Origin: billion years ago within ancestral single-celled eukaryotes. Reason: sex creates variation among offspring, helps in the spread of advantageous traits and removal of disadvantageous traits
Brain (580 mln – nervous system in Cnidarians, 270 mln – central nervous system or proto brain in Flatworms)
“The simplest nervous systems are just ring-like circuits in cnidarians – the jellyfish, urchins and anemones. These might not be terribly smart, but they can still find the things they need and interact with the world in a far more sophisticated way than plants manage.The next evolutionary step, which probably happened in flatworms in the Cambrian, was to add some sort of control system to give the movements more purpose. This sort of primitive brain is simply a bit of extra wiring that helps organise the networks.”
"Organisms need to sort out nutritious from toxic food, and the brain helps them do that. Sure enough, look at any animal and you will find the brain is always near the mouth. In some of the most primitive invertebrates, the oesophagus actually passes right through the brain.”
Learn more about the development of the nervous systems
Eye (543 mln)
“And what a difference it made.
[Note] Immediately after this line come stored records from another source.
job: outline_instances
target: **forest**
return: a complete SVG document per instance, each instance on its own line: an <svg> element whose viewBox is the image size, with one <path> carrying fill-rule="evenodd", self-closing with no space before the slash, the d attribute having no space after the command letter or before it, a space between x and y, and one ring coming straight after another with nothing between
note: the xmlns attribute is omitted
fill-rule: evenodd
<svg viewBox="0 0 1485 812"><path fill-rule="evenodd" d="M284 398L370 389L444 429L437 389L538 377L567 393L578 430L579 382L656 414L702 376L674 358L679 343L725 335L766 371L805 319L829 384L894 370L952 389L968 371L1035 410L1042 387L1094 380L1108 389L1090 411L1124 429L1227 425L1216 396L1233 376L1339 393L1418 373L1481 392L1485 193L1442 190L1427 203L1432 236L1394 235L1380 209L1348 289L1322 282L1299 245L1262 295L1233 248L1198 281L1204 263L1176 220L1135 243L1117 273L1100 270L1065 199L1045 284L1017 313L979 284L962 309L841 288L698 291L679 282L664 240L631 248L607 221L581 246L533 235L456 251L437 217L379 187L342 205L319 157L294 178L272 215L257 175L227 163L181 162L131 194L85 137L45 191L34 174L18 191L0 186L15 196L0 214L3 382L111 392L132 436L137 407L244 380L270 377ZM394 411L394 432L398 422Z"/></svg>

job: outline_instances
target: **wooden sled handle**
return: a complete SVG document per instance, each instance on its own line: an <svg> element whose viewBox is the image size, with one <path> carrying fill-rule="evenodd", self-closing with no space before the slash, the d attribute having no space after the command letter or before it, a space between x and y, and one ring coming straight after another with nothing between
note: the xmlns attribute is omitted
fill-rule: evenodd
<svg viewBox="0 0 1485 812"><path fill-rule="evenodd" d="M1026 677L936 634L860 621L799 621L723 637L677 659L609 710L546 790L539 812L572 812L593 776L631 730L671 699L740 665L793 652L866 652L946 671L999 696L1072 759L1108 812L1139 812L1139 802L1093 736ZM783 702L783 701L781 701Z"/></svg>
In the sightless world of the early Cambrian, vision was tantamount to a super-power. Trilobites’ eyes allowed them to become the first active predators, able to seek out and chase down food like no animal before them. And, unsurprisingly, their prey counter-evolved. Just a few million years later, eyes were commonplace and animals were more active, bristling with defensive armour. This burst of evolutionary innovation is what we now know as the Cambrian explosion.”